The confusion surrounding the tax comes from its complexity and the luxury car it is named for. When President Obama first raised the idea of taxing insurance companies this summer, he framed it as one way to get Wall Street executives to pay their fair share. Obama told PBS' Jim Lehrer he wanted to target "super, gold-plated Cadillac plans." Days later, Obama's senior adviser David Axelrod told The New York Times the administration wanted to tax benefits, "like the ones that the executives at Goldman Sachs have, the $40,000 policies."
At the time, Obama said he did not want the tax to hit middle-class families, but when the proposal emerged from the Senate Finance Committee in September, it proposed charging insurance companies and a 40 percent excise tax for high-dollar, but not exactly gold-plated plans. The bill now calls for the tax to apply to plans exceeding $8,500 for individuals and $23,000 for families, for the cost of combining health savings accounts, medical, prescription drugs, dental, vision, etc.. The tax is charged to insurance companies, but it is widely assumed they would passed it on to employers.
Despite the politically powerful unions that oppose it, the tax is enormously attractive to government economists because it both raises revenue -- $149 billion over ten years -- and should depress the rate of health care inflation by discouraging companies from offering more generous health plans. The Joint Committee on Taxation and the CBO credit the tax as the largest factor in "bending the cost curve" and cutting the federal deficit, as the Senate bill is expected to do.
Christina Romer, a senior economic adviser to the president, predicted in October that the tax would encourage, "both employers and employees to be more watchful health care consumers." But research released last week by Mercer, an employee benefits consulting firm, showed that in addition to considering lower cost plans, two-thirds of companies polled said they would also raise health care costs for workers through higher co-pays and deductibles, regardless of whether the employee is a CEO or a line worker at a factory.
Beth Umland, the research director for Mercer, explained that although the "Cadillac tax" is targeted at high-dollar plans, the cost of insurance plans is primarily driven by the age, gender, health and location of a company's workers, not the lifestyle they enjoy.
"Plans that trigger the excise tax are not necessarily generous plans," she said. "Small employers offer significantly less generous plans than large employers, but just as many small employers are going to trigger the tax." Plans for workers in dangerous professions, like steelworkers, also have higher cost plans because they experience more work-related health problems.

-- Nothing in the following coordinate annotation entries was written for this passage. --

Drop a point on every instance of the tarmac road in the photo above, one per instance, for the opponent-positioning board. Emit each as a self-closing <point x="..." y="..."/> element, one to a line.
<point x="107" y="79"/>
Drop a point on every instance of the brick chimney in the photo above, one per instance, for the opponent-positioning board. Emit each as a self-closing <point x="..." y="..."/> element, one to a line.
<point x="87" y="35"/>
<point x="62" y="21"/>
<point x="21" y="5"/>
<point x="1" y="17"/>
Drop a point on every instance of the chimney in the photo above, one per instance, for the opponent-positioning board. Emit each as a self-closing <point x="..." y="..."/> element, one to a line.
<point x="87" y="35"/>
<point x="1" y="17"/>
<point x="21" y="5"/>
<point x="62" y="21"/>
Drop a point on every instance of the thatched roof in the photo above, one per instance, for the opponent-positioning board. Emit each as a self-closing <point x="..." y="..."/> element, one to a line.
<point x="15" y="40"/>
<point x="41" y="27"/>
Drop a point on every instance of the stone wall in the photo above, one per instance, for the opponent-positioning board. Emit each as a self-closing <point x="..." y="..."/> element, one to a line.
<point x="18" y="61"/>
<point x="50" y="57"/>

Umland also said that the tax would apply to about 20 percent of companies when it is implemented in 2013, and would apply to businesses large and small, union and non-union, from Goldman Sachs to the bagel shop down the street. It is also likely to have the greatest impact on those who use the most health care, like new moms and people with chronic illnesses, as well as those who can least afford it. "The lowest paid workers tend to choose the most generous plans because they can't afford the out-of-pocket expense of a higher deductible," she explained.

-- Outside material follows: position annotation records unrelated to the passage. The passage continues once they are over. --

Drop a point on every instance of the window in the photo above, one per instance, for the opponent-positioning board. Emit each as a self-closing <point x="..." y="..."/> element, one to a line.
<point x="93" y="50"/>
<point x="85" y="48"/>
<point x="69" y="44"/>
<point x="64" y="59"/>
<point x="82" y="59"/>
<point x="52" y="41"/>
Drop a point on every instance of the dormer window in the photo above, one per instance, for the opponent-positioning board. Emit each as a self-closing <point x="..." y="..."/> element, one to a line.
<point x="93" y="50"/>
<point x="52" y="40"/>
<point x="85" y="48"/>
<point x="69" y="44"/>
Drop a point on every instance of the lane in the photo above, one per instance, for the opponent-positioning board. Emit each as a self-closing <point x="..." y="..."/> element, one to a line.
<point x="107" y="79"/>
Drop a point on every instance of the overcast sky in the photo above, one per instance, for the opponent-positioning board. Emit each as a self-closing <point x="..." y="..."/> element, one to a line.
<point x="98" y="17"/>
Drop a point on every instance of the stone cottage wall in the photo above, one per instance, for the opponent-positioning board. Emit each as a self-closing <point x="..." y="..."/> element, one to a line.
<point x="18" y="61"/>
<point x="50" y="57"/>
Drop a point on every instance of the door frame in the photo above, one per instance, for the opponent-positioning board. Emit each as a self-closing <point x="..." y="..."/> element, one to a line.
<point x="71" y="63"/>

I am sure that the folks at Goldman Sachs have very generous benefit plans. But taxing their health care plans is not going to cause the executives to consume less health care; traders earning millions of dollars a year are unlikely to forgo an MRI because it might cost nearly as much as they dropped on wine last Saturday night. You might be able to get their back office folks and the secretaries to cut back a little, but those folks are pretty well paid.

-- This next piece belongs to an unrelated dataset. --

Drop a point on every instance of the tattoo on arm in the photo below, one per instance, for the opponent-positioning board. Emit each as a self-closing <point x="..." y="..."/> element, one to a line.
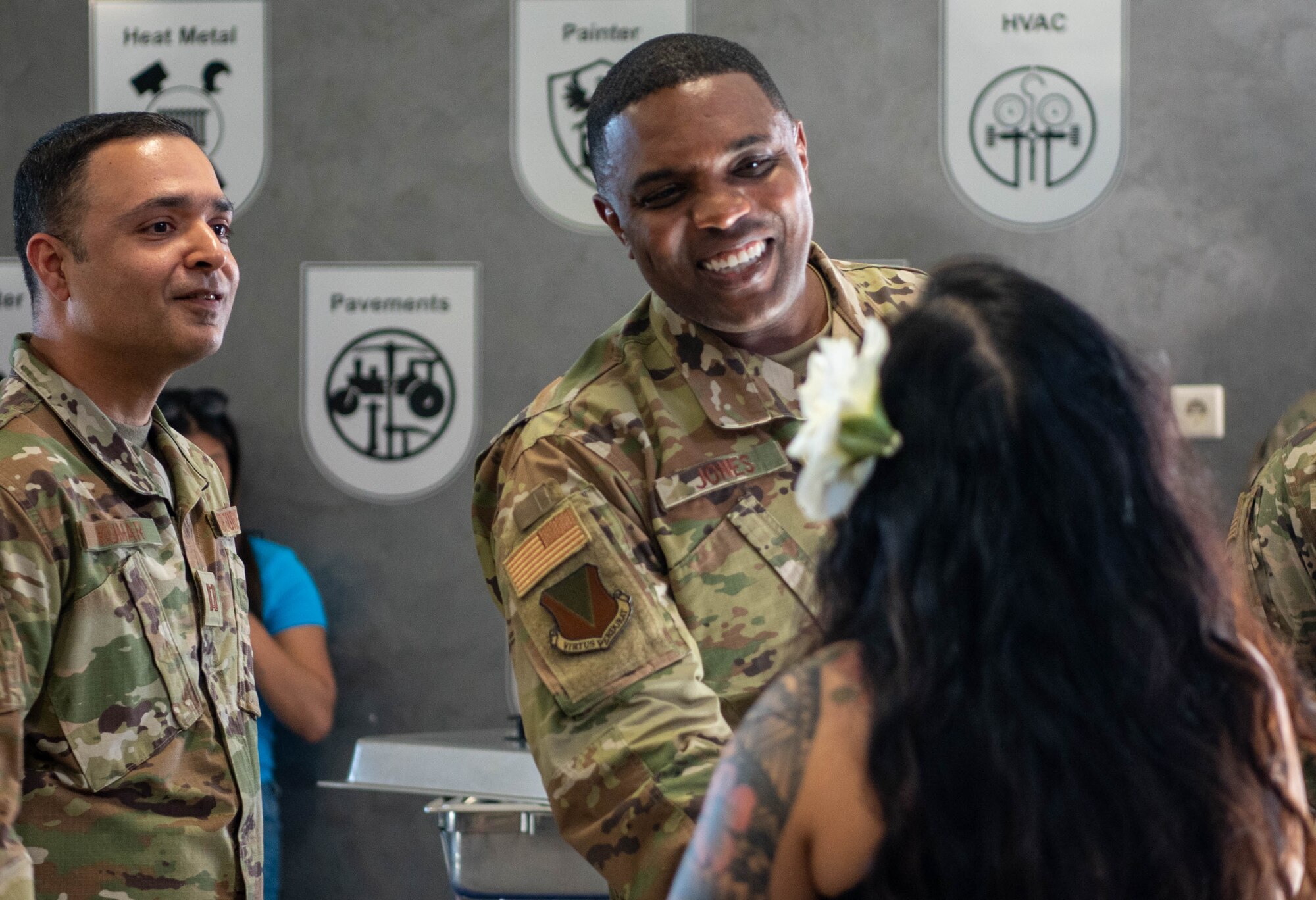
<point x="753" y="791"/>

No, if you want to actually "bend the curve" with an excise tax, you have to hit people who aren't that well paid, and cannot afford to make up the spending through a combination of deductibles, co-pays, and straight out-of-pocket expenditures. People like steelworkers pulling in $42,000 a year. The unions have been hitting the House of Representatives hard to get them to strip this out of the final bill; it will be interesting to see how many of them will support it if it comes out of conference with an excise tax instead of the "Millionaire's tax" preferred by Pelosi and co.